Servus. Ich habe selber nen Teich ca 25 mal 90 meter ist auch nur ca 80-100cm tief. Habe überhaupt keine Probleme damit. jetzt schon den 2ten Winter zugefroren und kein einziger Fisch ist draufgegangen. Wichtig ist wir warm wird er im Sommer und wieviel Wasserzufluß du hast. Ich nehm ein einfaches Thermometer für innen und außen wo ein Fühler mit Kabel drann ist. Wasser im Sommer maximal 22Grad bei mir wärmer wirds nicht.


----------



## Knobbes (18. April 2005)

*AW: Hab nen Weiher, was nun?*

@Zipp,
schau mal unter Suche bei eigenen weiher durch, da waren schon ähnlich grosse Seen drin, wo dikutiert wurde.

Mein Tipp auf jedenfall, entscheide dich, entweder Hecht oder Zander, aber nie beide zusammen rein,
Dann würde ich ein paar Grosse Laichfische kaufen, die dann auch ablaichen,und sich natürlich vermehren, z.B. Zander karpfen Schleien, Weissfische.
Dann hast du z.
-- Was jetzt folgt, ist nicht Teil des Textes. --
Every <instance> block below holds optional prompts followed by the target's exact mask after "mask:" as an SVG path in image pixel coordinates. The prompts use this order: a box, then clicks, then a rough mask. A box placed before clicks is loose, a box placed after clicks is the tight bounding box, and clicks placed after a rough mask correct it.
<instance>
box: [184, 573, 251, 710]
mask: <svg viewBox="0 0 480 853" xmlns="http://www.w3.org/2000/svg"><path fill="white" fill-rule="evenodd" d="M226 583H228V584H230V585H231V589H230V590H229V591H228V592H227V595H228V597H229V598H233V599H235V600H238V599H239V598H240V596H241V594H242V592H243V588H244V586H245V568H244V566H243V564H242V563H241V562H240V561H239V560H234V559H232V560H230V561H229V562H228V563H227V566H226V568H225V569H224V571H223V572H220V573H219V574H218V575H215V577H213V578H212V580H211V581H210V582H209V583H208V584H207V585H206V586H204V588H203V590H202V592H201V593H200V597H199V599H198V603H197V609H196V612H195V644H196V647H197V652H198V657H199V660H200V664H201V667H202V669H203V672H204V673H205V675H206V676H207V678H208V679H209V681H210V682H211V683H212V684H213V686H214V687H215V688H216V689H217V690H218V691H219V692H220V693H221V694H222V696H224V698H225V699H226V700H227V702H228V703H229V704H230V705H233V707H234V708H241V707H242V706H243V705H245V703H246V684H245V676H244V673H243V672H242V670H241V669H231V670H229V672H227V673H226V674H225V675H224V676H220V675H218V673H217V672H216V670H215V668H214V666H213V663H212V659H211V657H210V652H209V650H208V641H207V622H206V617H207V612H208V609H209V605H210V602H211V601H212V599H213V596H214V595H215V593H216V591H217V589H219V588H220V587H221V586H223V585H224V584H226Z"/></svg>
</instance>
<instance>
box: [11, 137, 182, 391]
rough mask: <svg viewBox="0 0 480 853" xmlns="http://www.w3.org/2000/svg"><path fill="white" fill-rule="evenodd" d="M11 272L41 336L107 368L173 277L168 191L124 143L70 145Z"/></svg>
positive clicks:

B. in ein paar Jahren ein Super Besatz .
Gruss Knobbes


----------



## kevin333213 (5. Januar 2006)

*AW: Hab nen Weiher, was nun?*

Was haltet ihr eigentlich von Barschen?|kopfkrat
Ich bin im Moment selber dabei mit paar Freunden einen Teich zu pachten.
Ausgebaggert wurde er schon. Allerding kann ich keine genauen Angaben zur Größe machen, ich muß ihn mir erstmal genauer ansehen.
Ich schätze der Durchmesser dürfte min. 20m sein und er ist ziemlich kreisrund, ca.1,5m tief und von einigen Weiden umgeben.
Im Moment kein Besatz drin. Wir dachten an alle möglichen Weißfische (außer Bleien), Barsche und 2-3 Hechte (Ist das genug o zuviel?).
Morgen werd ich ihn mal näher ansehen, vielleicht auch gleich paar Bilder machen.
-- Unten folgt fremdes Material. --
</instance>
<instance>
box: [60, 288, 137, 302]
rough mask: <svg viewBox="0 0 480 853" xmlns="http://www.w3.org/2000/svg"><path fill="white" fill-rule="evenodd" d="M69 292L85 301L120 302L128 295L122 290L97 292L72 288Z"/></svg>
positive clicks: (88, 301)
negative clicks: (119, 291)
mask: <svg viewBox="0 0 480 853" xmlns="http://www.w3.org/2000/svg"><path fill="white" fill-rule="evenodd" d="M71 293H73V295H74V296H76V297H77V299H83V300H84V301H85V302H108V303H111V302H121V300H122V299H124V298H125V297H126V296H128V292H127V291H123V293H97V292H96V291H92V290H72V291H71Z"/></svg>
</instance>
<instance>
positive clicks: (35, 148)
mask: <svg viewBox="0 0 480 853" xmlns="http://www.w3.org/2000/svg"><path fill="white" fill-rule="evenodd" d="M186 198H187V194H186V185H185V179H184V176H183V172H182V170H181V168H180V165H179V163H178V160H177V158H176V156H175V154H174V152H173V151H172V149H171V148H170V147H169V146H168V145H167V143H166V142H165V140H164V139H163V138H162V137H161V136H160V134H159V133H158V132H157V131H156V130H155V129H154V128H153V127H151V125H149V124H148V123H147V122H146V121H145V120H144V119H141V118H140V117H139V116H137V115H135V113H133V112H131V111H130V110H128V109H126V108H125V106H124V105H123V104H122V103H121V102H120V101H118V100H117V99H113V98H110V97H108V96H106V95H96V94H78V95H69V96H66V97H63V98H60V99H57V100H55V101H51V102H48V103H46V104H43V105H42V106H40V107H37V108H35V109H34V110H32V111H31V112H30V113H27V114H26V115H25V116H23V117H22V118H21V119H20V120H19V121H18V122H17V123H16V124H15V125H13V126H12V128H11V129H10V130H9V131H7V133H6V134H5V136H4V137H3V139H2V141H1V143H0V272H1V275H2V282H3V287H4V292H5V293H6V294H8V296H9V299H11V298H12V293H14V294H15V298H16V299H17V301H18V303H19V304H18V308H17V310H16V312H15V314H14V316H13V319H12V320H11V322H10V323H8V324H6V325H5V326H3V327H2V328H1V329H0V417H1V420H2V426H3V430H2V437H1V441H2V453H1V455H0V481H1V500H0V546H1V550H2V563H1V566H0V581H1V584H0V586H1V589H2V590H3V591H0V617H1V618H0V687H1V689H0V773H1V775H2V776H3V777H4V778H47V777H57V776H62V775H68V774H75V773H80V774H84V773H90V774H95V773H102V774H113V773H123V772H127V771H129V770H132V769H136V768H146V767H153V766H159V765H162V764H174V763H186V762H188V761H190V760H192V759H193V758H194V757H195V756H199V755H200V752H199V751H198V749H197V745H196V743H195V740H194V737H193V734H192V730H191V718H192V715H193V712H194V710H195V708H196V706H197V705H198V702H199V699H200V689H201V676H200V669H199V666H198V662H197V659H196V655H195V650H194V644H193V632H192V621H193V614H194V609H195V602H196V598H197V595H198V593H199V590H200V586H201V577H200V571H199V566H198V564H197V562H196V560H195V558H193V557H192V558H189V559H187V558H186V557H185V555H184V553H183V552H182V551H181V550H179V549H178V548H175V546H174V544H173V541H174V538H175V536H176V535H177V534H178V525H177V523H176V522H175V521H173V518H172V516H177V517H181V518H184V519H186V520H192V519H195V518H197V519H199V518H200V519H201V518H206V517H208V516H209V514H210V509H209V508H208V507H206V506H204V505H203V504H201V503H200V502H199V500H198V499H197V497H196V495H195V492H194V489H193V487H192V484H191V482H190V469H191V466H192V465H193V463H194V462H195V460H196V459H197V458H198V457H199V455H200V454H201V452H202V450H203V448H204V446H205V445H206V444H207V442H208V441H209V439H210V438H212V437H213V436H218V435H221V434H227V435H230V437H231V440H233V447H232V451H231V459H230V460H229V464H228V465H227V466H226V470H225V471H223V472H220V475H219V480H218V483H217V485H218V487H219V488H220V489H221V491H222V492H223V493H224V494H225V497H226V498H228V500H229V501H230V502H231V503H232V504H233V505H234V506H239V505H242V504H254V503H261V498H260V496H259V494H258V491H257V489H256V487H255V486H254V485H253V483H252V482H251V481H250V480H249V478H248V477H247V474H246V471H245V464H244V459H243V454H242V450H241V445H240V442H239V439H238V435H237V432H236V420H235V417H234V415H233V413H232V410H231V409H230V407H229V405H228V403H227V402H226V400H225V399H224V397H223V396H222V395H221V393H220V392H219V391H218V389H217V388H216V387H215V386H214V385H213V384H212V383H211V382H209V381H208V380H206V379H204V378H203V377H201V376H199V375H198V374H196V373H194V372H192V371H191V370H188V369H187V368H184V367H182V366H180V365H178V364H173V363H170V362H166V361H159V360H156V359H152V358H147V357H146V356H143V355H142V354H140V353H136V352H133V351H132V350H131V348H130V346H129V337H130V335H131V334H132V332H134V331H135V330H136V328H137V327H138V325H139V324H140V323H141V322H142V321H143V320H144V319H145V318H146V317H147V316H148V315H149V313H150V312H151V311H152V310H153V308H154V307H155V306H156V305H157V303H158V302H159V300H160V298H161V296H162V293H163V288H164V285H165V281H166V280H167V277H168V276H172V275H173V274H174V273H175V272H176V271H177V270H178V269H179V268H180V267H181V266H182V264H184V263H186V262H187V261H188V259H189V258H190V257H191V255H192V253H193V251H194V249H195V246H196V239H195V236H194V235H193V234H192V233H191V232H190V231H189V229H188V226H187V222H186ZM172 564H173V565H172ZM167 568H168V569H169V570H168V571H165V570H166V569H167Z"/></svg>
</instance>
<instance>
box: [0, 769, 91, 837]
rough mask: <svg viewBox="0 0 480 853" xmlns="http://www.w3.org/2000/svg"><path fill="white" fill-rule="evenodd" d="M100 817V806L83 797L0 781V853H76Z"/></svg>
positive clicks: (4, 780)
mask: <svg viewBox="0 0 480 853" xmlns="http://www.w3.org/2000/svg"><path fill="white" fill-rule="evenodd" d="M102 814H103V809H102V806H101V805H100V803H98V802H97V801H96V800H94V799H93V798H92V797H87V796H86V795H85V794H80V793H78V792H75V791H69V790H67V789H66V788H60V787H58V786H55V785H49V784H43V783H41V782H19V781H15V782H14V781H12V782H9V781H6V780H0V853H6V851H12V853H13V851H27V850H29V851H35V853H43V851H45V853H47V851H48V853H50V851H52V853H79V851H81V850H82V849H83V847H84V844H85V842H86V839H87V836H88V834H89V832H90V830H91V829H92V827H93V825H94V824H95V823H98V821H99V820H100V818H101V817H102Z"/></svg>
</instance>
Habt ihr Infos, Links was man alles beim Besatz beachten sollte.
Menge, Größe, Jahreszeit, Arten etc. .....
Welche Vorraussetzungen braucht man für Forellen, also max. Temp im Sommer, Zulaufmenge etc.

Danke Euch #h


----------



## Timmie (6. Januar 2006)

*AW: Hab nen Weiher, was nun?*

Besetz Rotfern + Rotaugen, 2 Hechte und nen Pärchen Barsche wenn Du willst (erfordert allerdings, bei der kleinen Wasserfläche, ne jährliche Bestandskontrolle mit Regulierung.
Forellen lass weg, 1,5 m Tiefe reicht nicht aus, die kommen nicht durch den Sommer.
Desweiteren würde ich 5 Karpfen einsetzen damit der Boden "aufgelockert" wird und die absinkende Biomasse sich schneller zersetzt und Du ein Wassertrübung erreichst; das ist hilfreich gegen Kormorane und Graureiher.
Die Weiden solltest Du nicht zu hoch werden lassen damit der Wind den Teich gut erreichen kann und somit Sauerstoff einbringt und die Wassertrübung unterstützt. Desweiteren solltest Du in einer Ecke des Teiches Struktur schaffen. Bringe zum Beispiel Totholz ein. Bei der Wasserfläche allerdings vielleicht nicht gleich nen ganzen Baum |rolleyes 
Ansonsten würde ich persönlich noch ein paar Moderlieschen, Bitterlinge + Teichmuscheln, Astacus Astacus und ne Seerose einbringen. Allerdings alles nur in einem überschaubaren Rahmen, da die m³ Zahl ja nicht die höchste ist.

Gruß


----------



## HD4ever (6. Januar 2006)

*AW: Hab nen Weiher, was nun?*

Barsche würde ich vielleicht sein lassen denke ich ....
denke die Gefahr das die Verbutten ist bestimmt nich so klein in sonem kleinen Teich |kopfkrat #c
würde erstmal damit anfangen einen Weißfischbesatz anzulegen ...
was sich für so einen kleinen Teich anbietet sind bestimmt Moderlieschen, Rotaugen, Karauschen und Schleien .... auch ein paar Karpfen
aber warte mal ab was bei ablassen evtl. so rauskommt - denke da kann man bestimmt auch ein paar schwergewichtige Überraschungen erleben !
kannst ja bei der Aktion mal ein paar Bilder machen ....
sind bestimmt Interessant ! |bla:
später würd ich dann auch 1-2 Hechte einsetzen


----------



## pohlk (6. Januar 2006)

*AW: Hab nen Weiher, was nun?*

Mach auf jedenfall ein paar Bilder und berichte dann, interessiert mich brennend.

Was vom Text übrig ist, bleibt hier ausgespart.